Dernièrement tu as aussi sorti un EP (Destruction Libératrice) sur Return To Disorder , le label de Helena Hauff. Quand et comment vous êtes-vous rencontrés ?
Les gens de Killekill m'ont invité à participer à leur festival, le Krake Festival, en 2015. Je ne les connaissais pas encore et je n'avais jamais joué à Berlin. Helena Hauff figurait parmi les autres invités, nous avons fait connaissance tout simplement durant le festival. J'y aussi rencontré les gens du label Modal Analysis, qui m'ont également demandé des morceaux.

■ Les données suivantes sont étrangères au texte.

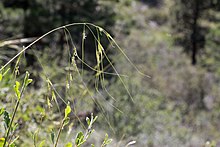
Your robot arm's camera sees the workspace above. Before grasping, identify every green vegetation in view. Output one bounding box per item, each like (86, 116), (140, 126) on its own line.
(0, 0), (220, 147)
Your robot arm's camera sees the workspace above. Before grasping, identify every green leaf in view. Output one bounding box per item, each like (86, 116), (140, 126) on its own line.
(14, 81), (21, 99)
(52, 91), (56, 100)
(4, 111), (11, 128)
(65, 142), (73, 147)
(86, 117), (90, 126)
(50, 130), (55, 144)
(39, 140), (45, 147)
(75, 132), (84, 146)
(0, 74), (3, 82)
(0, 108), (5, 116)
(64, 104), (71, 118)
(3, 68), (10, 77)
(0, 138), (5, 147)
(26, 79), (33, 86)
(63, 117), (70, 127)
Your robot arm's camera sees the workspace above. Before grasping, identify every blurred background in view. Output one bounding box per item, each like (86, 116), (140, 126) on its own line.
(0, 0), (220, 147)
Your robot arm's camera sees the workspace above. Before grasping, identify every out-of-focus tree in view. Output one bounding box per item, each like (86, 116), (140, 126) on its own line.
(173, 0), (220, 65)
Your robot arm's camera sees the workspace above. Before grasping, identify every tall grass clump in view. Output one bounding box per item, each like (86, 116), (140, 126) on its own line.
(0, 23), (147, 147)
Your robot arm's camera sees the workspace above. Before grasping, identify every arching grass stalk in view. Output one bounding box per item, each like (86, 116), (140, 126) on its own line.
(3, 72), (32, 147)
(54, 104), (72, 147)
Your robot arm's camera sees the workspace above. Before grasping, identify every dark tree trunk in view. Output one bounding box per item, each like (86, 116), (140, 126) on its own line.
(191, 0), (199, 65)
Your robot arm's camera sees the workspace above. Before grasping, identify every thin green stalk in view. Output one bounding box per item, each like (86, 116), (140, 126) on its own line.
(54, 119), (65, 147)
(3, 83), (25, 147)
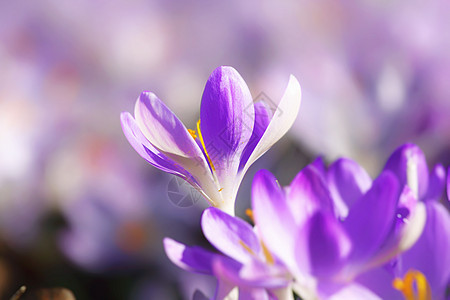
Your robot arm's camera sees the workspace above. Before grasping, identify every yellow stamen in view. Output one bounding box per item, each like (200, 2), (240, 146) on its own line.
(197, 120), (216, 171)
(261, 241), (275, 265)
(239, 240), (255, 255)
(392, 270), (432, 300)
(245, 208), (255, 223)
(188, 129), (197, 140)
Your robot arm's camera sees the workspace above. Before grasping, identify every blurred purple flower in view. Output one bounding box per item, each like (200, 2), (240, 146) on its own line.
(252, 164), (425, 299)
(121, 67), (301, 215)
(164, 146), (430, 299)
(361, 144), (450, 299)
(164, 207), (292, 299)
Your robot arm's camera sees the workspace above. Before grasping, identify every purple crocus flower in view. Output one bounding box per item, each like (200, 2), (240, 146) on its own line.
(252, 164), (424, 299)
(121, 67), (301, 214)
(164, 207), (292, 299)
(361, 144), (450, 300)
(165, 151), (425, 299)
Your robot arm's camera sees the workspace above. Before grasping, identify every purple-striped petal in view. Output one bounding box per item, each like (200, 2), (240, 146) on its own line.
(239, 102), (272, 170)
(163, 238), (219, 275)
(120, 112), (198, 186)
(200, 67), (255, 173)
(134, 92), (203, 158)
(344, 171), (399, 263)
(384, 144), (429, 199)
(324, 283), (384, 300)
(252, 170), (297, 267)
(328, 158), (372, 217)
(242, 75), (302, 173)
(423, 164), (445, 201)
(192, 290), (209, 300)
(295, 211), (352, 278)
(310, 156), (327, 180)
(287, 166), (333, 226)
(201, 207), (261, 263)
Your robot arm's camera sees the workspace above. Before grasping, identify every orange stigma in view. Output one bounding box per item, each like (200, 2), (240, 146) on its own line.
(392, 270), (432, 300)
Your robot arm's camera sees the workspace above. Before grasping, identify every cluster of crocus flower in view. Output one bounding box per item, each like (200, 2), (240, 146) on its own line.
(164, 144), (450, 300)
(122, 67), (450, 300)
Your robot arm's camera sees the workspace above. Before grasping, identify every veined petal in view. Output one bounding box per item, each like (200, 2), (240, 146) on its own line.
(423, 164), (445, 201)
(239, 102), (272, 169)
(384, 144), (429, 199)
(120, 112), (199, 187)
(252, 170), (297, 268)
(328, 158), (372, 217)
(163, 238), (219, 275)
(344, 171), (399, 264)
(200, 67), (255, 171)
(287, 165), (333, 226)
(134, 92), (204, 159)
(192, 290), (209, 300)
(295, 211), (352, 280)
(242, 75), (301, 174)
(201, 207), (261, 263)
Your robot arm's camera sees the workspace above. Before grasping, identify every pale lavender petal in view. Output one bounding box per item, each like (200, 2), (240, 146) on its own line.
(328, 158), (372, 217)
(447, 167), (450, 201)
(239, 102), (272, 170)
(120, 112), (198, 186)
(200, 67), (255, 172)
(201, 207), (261, 263)
(242, 75), (302, 173)
(295, 211), (352, 278)
(252, 170), (298, 268)
(399, 202), (450, 299)
(344, 171), (399, 263)
(287, 166), (333, 226)
(163, 238), (219, 275)
(355, 267), (405, 300)
(423, 164), (445, 201)
(134, 92), (203, 158)
(384, 144), (429, 199)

Ça va se concrétiser sous forme d'un EP qui paraîtra début décembre. Par ailleurs, je vais aussi sortir un EP sur Construct Re-Form, le label de Zadig (un gars super, soit dit en passant). A côté de ça, je me suis remis sérieusement au DJing depuis environ un an et demi. J'ai aussi lancé un sous-label de New Flesh, Rave or Die, plus orienté techno, avec lequel j'organise des soirées régulièrement en France ou ailleurs. Et j'anime une émission – Ravoluson – sur LYL Radio, une webradio lyonnaise. Au total, ça tourne plutôt pas mal [Rires].


Umwelt jouera au festival Astropolis le samedi 1er juillet dans le Manoir de Keroual.